The later cases, however, consider the act of bankruptcy established by proof that the debtor was in fact insolvent within the meaning of the Bankruptcy act, even though the pleadings did not allege such insolvency. Davis v. Michigan Trust Co., 2 Fed. Rep. (2d) 194; In re Bucyrus Road Machinery Co., 10 Fed. Rep. (2d) 888. Prior to 1903 the appointment of a receiver of an insolvent was not of itself an act of bankruptcy, and this was so whether the appointment was made upon the application of the insolvent or upon the application of creditors. Zugalla v. International Mercantile Agency, 142 Fed. Rep. 927. The construction of the earlier cases seems to have been entirely too narrow, for its effect was to nullify the 1903 amendment.

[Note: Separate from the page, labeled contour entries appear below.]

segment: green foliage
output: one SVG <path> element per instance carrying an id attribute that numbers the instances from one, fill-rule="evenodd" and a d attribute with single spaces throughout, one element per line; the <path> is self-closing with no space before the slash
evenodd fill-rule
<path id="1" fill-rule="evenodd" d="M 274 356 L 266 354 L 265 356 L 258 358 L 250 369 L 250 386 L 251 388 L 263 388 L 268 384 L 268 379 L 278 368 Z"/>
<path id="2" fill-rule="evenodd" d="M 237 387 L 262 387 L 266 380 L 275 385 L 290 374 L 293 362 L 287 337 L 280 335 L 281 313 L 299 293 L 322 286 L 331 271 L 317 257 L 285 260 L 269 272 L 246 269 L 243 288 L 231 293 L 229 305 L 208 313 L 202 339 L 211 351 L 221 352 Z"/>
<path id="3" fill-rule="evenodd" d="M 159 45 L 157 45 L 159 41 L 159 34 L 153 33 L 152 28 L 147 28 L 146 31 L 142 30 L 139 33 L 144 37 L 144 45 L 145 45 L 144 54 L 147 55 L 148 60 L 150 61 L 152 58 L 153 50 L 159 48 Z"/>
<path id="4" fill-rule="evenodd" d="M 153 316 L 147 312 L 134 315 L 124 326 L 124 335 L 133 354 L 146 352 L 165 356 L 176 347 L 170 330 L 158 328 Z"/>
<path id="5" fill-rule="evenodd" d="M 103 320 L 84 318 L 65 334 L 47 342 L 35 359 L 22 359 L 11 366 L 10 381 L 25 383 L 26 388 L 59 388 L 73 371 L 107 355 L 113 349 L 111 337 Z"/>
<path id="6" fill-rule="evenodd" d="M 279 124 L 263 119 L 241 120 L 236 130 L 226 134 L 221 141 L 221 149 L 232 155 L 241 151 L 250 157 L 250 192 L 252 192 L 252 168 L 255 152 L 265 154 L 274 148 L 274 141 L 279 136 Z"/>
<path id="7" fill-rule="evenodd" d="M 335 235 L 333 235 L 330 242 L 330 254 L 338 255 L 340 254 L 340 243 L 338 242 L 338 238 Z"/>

This for the reason that it is usually unnecessary and uncommon, in a creditor’s bill, to allege more than insolvency in the technical sense, i. e., inability to meet maturing obligations in the ordinary course of business.

The bill in this case alleges, not actual, but technical insolvency — that the defendant corporation is unable to pay its liabilities as they mature and become payable. However, it cannot be doubted that the corporation was at that time insolvent in the bankrupt sense. The receiver’s account shows total receipts of $1,659.50 against claims filed and allowed amounting to $83,787.34. “It is established that, when a court of equity takes into its possession the assets of an insolvent corporation, it will administer them on the theory that in equity they belong to the creditors and shareholders rather than to the corporation itself. Here, the fund being less than the debts, the creditors are entitled to have all of it distributed among them according to their rights and priorities.” United States v. Butterworth-Judson Corp., 269 U. S. 504, 513.

The sounder interpretation of the definition of an act of bankruptcy under the 1903 amendment, as well as the plain language of the 1926 amendment, compels the determination that an act of bankruptcy was committed in this instance. The 1926 amendment merely requires that the debtor be, in fact, insolvent when the receiver is appointed. United States v. Singac Trust Co., 112 N. J. Eq. 443 is not apposite.

A preference will be decreed in favor of the United States.